If you read trincot's answer and got confused and wonder how the code looks like it looks like below (in Java):

import java.lang.Math;
import java.util.Arrays;


public class MinSumThreeConsec{

    public static int minSumThreeConsec(int[] arr){
        int n = arr.length;

        if(n == 0){
            return 0;
        }

        //if the length of the array lenght is 3 or less
        if(n <= 3){ 
            Arrays.sort(arr);
            return arr[0];  
        }

        //if array size is larger than 3 than we need to use DP to pupulate the list sum
        int[] sum = new int[n];

        //fill out the base cases
        sum[0] = arr[0];
        sum[1] = arr[1];
        sum[2] = arr[2];


        for(int i = 3; i<n; i++){
            sum[i] =  arr[i] + min(sum[i-1], sum[i-2], sum[i-3]); //include value at index i in arr. and the mimum value from sum[i-1], sum[i-2], sum[i-3]
        }


        return min(sum[n-1], sum[n-2], sum[n-3]); //refer to trincot's answer above
    }

    public static int min(final int a, final int b, final int c){
        return Math.min(a, Math.min(b, c));
    }

    public static void main(String[] args){

        int[] arr = {};
        System.out.print(minSumThreeConsec(arr)); //empty case print 0

        int[] arr1 = {3,2,1};
        System.out.print(minSumThreeConsec(arr1)); //print 1

        int[] arr2 = {1, 2, 3, 6, 7, 1};
        System.out.print(minSumThreeConsec(arr2)); //print 4

        int[] arr3 = {1, 2, 3, 6, 7, 1, 8, 6, 2, 7, 7, 1}; //print 7
        System.out.print(minSumThreeConsec(arr3));

        int[] arr4 = {1, 2, 3, 6, 7, 1, -8, 6, 2, 7, 7, 1}; //print -1
        System.out.print(minSumThreeConsec(arr4));
    }

}

I think this even works with negative numbers in the list.

Answer 2

The recursive formula is indeed correct, but only if it is extended with the following:

output = min(sum(n-1), sum(n-2), sum(n-3))

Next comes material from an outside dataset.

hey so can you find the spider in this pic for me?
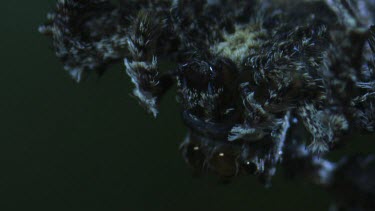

... where n is the size of arr. In case n < 3, then the output is the minimum of all arr values of course.

The recursive formula fulfils the requirement "at least one element out of every 3 consecutive elements is picked", which is the same as saying that the index distance between two neighboring picks (or the end of the array) is at the most 3:

• For i >= 3, sum(i) will include the value at i, and at least one of the values at i-1, i-2 or i-3, because the sum definition for each of those includes the value at that index also. Obviously the index difference will be at most i - (i-3), i.e. 3.

• For i < 3, it is true since there are fewer than 3 values preceding them.

The recursive formula (including the necessary formula for the final output), also fulfils the requirement that "the minimum sum of elements" should be output. This is because the optimal solution must include the value at index n-1, n-2 or n-3, otherwise the other condition is not met.

• As sum(i) minimises the sum when i must be included, the minimum among sum(n-1), sum(n-2), sum(n-3) will thus find the optimal solution.